“I don’t doubt it,” he nodded. “But I wish they’d get over it. They seem to think I’m a high-brow, or something just as bad. Inadvertently I heard a couple of the men discussing my book, knocking it to beat the deuce.”
“And do you actually care, Mauney Bard?” she asked in a surprised tone.
“Yes, I do,” he replied. “I’ve always been damnably lonesome for pals, for good fellows, who, like Max Lee, could see the motive behind the act. Freda, you know the motive behind my book. You know it was merely a wish of mine to warm up the subject of history a little bit. Well, these chaps agreed that it was mere nonsense.”
“That,” sneered Freda, “was mere jealousy. They haven’t tried to write a book. If they had they’d be more lenient.
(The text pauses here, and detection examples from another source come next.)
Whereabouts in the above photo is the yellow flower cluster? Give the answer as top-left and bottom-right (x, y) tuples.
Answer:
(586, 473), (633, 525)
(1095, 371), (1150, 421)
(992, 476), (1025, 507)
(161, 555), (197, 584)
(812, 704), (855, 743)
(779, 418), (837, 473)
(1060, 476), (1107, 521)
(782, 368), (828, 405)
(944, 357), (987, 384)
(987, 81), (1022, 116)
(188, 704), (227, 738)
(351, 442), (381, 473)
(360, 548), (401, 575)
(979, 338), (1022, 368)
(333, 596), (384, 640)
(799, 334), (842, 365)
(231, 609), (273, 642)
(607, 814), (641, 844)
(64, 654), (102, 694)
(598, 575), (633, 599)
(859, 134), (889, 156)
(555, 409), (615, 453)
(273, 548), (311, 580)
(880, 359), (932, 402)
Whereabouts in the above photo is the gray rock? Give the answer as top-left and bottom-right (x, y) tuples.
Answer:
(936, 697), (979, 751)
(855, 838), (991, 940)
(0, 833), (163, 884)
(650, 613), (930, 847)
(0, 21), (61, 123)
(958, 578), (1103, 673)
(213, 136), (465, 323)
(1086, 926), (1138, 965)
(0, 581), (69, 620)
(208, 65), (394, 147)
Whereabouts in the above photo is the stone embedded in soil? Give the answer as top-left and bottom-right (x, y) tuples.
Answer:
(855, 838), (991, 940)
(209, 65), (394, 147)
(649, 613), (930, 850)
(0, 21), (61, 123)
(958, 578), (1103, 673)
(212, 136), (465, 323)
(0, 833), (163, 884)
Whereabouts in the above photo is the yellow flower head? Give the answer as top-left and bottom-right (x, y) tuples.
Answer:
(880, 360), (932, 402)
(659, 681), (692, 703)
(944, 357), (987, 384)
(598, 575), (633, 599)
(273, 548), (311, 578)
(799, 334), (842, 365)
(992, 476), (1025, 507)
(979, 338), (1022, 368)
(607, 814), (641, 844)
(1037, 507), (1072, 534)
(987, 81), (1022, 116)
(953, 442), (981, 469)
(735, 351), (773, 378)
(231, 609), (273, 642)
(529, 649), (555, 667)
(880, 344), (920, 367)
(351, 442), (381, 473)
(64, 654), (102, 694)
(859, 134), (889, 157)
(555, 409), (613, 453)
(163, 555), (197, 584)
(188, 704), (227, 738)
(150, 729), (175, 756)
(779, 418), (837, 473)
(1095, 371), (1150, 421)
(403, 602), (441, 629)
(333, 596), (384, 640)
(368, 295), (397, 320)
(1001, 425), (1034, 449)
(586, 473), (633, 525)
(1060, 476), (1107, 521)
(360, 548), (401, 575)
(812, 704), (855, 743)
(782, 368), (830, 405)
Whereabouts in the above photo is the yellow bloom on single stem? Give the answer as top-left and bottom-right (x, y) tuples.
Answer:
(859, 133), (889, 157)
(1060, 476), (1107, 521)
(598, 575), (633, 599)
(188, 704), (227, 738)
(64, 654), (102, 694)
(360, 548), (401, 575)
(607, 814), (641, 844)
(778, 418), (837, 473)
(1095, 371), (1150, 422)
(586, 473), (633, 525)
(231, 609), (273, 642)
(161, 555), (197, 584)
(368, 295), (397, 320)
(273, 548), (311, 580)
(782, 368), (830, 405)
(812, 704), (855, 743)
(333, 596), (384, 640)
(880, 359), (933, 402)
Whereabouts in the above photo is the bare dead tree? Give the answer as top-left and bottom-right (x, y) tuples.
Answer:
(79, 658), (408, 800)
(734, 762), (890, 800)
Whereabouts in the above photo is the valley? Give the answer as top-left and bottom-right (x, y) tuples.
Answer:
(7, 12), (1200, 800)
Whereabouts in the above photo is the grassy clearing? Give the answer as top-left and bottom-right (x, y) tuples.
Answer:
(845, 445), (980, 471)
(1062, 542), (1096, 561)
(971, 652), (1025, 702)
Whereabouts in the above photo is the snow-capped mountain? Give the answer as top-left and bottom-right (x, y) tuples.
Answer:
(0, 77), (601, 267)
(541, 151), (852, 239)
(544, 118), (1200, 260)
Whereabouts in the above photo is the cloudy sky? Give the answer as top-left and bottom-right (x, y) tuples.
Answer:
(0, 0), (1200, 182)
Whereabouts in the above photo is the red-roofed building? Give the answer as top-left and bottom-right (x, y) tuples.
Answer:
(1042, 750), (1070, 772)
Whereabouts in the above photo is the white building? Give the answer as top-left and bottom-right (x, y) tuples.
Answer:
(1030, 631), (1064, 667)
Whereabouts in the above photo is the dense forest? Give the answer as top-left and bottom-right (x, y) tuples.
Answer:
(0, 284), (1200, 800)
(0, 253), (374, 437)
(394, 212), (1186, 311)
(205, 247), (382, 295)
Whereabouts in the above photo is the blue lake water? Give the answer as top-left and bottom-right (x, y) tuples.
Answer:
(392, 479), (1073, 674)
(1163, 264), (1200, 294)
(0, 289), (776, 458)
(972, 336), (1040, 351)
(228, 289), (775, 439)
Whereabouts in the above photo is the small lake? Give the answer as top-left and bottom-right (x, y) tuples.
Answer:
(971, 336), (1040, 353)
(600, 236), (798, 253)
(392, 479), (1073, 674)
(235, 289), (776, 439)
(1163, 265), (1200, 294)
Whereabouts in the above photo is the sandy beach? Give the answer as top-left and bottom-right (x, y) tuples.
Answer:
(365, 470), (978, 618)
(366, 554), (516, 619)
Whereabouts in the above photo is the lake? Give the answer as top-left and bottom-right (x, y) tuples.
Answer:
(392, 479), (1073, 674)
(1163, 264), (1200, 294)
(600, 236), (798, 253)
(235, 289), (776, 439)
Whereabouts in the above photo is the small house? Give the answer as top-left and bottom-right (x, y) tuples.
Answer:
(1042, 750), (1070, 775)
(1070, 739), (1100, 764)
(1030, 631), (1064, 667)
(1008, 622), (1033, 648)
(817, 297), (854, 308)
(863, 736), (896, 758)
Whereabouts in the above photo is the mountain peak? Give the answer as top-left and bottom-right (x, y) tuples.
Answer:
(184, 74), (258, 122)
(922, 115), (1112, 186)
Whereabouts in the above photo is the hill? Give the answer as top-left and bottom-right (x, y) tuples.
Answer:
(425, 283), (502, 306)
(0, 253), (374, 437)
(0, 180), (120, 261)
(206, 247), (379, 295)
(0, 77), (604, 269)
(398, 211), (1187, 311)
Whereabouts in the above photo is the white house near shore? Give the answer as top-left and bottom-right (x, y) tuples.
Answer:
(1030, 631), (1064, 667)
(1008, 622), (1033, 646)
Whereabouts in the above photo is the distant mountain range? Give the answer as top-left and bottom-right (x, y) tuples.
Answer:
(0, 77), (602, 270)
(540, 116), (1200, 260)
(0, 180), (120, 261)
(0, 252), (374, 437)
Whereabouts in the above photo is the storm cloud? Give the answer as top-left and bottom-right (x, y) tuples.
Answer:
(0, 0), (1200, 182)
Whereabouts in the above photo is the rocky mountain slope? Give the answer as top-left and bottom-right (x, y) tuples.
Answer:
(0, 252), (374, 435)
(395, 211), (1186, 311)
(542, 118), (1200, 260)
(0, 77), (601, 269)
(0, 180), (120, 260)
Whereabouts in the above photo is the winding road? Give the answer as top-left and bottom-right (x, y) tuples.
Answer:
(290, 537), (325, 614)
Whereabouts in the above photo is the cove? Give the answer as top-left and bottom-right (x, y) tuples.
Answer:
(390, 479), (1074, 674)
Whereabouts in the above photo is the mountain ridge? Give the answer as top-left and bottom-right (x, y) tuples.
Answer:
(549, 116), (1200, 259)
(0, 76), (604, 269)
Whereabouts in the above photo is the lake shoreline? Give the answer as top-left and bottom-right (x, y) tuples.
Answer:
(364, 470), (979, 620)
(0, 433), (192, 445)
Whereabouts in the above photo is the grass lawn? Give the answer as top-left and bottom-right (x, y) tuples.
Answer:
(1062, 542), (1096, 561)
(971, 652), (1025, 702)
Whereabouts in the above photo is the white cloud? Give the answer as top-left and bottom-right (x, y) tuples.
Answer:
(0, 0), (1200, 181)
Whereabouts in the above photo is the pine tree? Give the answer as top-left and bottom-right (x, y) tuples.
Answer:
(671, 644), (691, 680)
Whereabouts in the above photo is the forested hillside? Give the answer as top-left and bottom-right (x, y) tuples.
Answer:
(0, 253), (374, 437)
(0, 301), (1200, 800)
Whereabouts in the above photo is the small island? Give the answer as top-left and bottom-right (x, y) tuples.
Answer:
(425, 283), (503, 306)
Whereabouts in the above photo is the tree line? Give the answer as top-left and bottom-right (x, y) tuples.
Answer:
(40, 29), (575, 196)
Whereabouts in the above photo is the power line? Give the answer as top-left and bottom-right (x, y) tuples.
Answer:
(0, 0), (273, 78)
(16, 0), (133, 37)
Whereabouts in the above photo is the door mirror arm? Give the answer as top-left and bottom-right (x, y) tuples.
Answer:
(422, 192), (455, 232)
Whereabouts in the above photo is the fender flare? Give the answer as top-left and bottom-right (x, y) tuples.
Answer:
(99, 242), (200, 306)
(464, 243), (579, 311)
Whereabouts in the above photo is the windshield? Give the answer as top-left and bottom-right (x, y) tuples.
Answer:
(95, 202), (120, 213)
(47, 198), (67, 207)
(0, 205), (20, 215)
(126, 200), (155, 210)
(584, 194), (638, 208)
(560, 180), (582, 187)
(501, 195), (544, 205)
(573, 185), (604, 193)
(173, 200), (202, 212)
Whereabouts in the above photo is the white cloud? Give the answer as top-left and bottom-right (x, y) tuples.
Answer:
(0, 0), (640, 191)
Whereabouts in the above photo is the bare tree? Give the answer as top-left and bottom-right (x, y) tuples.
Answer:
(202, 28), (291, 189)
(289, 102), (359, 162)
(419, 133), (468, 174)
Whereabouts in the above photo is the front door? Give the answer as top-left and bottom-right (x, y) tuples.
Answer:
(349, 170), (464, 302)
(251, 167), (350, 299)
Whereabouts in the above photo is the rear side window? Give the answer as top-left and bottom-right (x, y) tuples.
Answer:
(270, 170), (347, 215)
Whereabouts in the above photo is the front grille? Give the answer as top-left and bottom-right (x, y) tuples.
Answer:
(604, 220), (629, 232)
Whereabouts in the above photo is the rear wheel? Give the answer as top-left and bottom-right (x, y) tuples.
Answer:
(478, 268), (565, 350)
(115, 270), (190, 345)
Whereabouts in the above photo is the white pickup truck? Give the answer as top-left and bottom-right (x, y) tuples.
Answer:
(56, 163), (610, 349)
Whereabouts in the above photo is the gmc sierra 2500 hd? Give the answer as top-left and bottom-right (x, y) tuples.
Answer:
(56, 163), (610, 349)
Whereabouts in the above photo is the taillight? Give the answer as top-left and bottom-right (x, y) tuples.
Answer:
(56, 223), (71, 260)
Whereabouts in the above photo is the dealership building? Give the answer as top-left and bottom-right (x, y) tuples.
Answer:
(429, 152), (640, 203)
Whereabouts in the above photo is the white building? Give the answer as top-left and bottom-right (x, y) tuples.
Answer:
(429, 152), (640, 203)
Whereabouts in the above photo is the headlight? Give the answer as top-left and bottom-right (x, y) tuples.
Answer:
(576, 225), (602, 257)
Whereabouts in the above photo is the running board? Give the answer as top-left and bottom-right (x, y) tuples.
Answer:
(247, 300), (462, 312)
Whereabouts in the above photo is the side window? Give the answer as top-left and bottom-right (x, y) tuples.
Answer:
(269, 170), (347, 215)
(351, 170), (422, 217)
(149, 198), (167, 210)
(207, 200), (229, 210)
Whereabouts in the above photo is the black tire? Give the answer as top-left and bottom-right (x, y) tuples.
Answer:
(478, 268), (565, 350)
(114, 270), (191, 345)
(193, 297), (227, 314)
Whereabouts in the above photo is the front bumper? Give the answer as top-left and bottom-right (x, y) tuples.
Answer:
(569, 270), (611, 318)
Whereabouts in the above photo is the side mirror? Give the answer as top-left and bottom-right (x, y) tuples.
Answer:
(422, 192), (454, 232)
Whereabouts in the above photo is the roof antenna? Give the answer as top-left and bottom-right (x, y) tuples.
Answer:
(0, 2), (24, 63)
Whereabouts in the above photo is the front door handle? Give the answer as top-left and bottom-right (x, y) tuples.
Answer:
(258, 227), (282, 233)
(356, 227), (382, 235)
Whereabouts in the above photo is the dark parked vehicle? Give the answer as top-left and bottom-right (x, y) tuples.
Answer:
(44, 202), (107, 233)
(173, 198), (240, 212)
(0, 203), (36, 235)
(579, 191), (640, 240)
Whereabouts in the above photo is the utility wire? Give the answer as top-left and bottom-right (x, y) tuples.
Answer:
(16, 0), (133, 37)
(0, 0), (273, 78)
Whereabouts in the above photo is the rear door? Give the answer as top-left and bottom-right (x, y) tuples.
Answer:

But really,” she added, looking Mauney seriously in the eye, “I think you must be tired, for I never saw you so down in the mouth, before.”
She wanted to pillow his head in her lap, and tell him that his book was the best one ever written. She longed to comfort him and change his loneliness. There were great allowances, after all, which she would gladly make for him. She knew all about his life now. She knew him, too—just how stimulating a little praise was to him, just how diffident he was about himself, and how hard it was for anyone to reach his real open self. As she sat there beside him and watched his strong, splendid profile, while he gazed at the river, she knew that she could never pity him. He was too big and strong. To-day was but a passing mood in his strong life. Rather than comfort him she would prefer to cast her inmost self upon his support and be comforted. But he was too immovable either to come to her or to receive her.
“I’ve got a bone to pick, Mauney,” she said.
“All right. What is it?” he asked pleasantly.
“Can’t you imagine?”
“Possibly, but I’d prefer that you present the bone.”
“Why didn’t you call me up all week?”